Congratulations to the Irish Retailers who have signed the Food Waste Charter

We welcome today’s announcement that five major Irish retailers have signed up to the Government’s Food Waste Charter and agreed a common methodology for the reporting of food waste within their businesses.

The retailers involved are part of the Retail Action Group, established by Minister for Communications, Climate Action and Environment Denis Naughten. All five have today signed the EPA Food Waste Charter which commits them to a common and long-term approach to tackling food waste in the sector.

Welcoming the announcement, Iseult Ward, leading food waste expert and FoodCloud CEO, said “FoodCloud has been an active contributor to the Retail Action Group, advising in the area of measurement methodologies since its establishment, and therefore, we welcome today’s announcement. As recommended by the Citizen’s Assembly in November, measurement will allow businesses to make smart decisions about how to reduce food waste and take meaningful action.

The United Nations Sustainable Development Goal 12.3 challenges nations including Ireland to reduce food waste by 50% by 2030 and the Food Waste Charter will help us to formally identify the key areas where change is needed, and crucially, to make those changes. We look forward to continuing our work with the retailers involved today.”

Ward continued, “Tackling food waste is a no-brainer for any business. Not only is it hugely positive for the environment, it enables a more secure food system which is essential if we are to feed 9 billion people by 2050. The international food waste expert group Champions 12.3, has identified that for every €1 spent on food waste reduction, businesses realise a €14 return, meaning that even small changes can significantly impact the bottom line.”

FoodCloud now sits on the European Union Platform for Food Loss and Waste.
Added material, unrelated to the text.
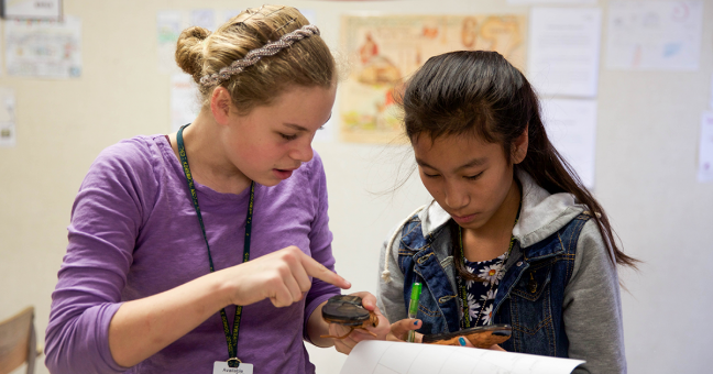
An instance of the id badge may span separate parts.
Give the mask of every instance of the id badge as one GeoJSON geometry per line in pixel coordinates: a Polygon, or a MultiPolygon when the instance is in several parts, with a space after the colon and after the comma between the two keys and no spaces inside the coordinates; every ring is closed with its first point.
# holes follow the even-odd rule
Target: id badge
{"type": "Polygon", "coordinates": [[[235,373],[235,374],[252,374],[252,364],[240,363],[238,367],[230,367],[224,361],[216,361],[213,363],[213,374],[226,374],[226,373],[235,373]]]}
Through this work FoodCloud has been able to take some of the best practices happening at a European level and encourage the key stakeholders in Ireland to take action.

Ward drew attention to the topic of measurement in 2017 when she addressed the National Food Waste Forum. Subsequently she has presented on the WRI’s Food Loss and Waste Protocol to the Retail Action Group.

In November she spoke to the Citizen’s Assembly about the importance of food waste measurement, with 93% of the Members recommending that the State should introduce a standard form of mandatory measurement and reporting of food waste at every level of the food distribution and supply chain, with the objective of reducing food waste in the future.

The scale of food waste is not well understood, the World Resource Institute reports that globally food we don’t eat accounts for 8% of global greenhouse gas emissions, indicating that if food waste were a country it would be the third largest emitter behind only the US and China. 30% of the food produced in the world is never eaten.

Ward is encouraged to see that the recommendations of the Citizens’ Assembly are being adopted voluntarily by the key actors in Ireland’s food system. “As a food producing nation Ireland needs to understand the importance of measuring  and tackling food waste if it wants to be truly recognised internationally as a leader in sustainable food production. Arguably retailers have the largest influence over our food chain and by taking this first step we are encouraged that their supply chains will follow suit so that we see meaningful progress to SDG 12.3.”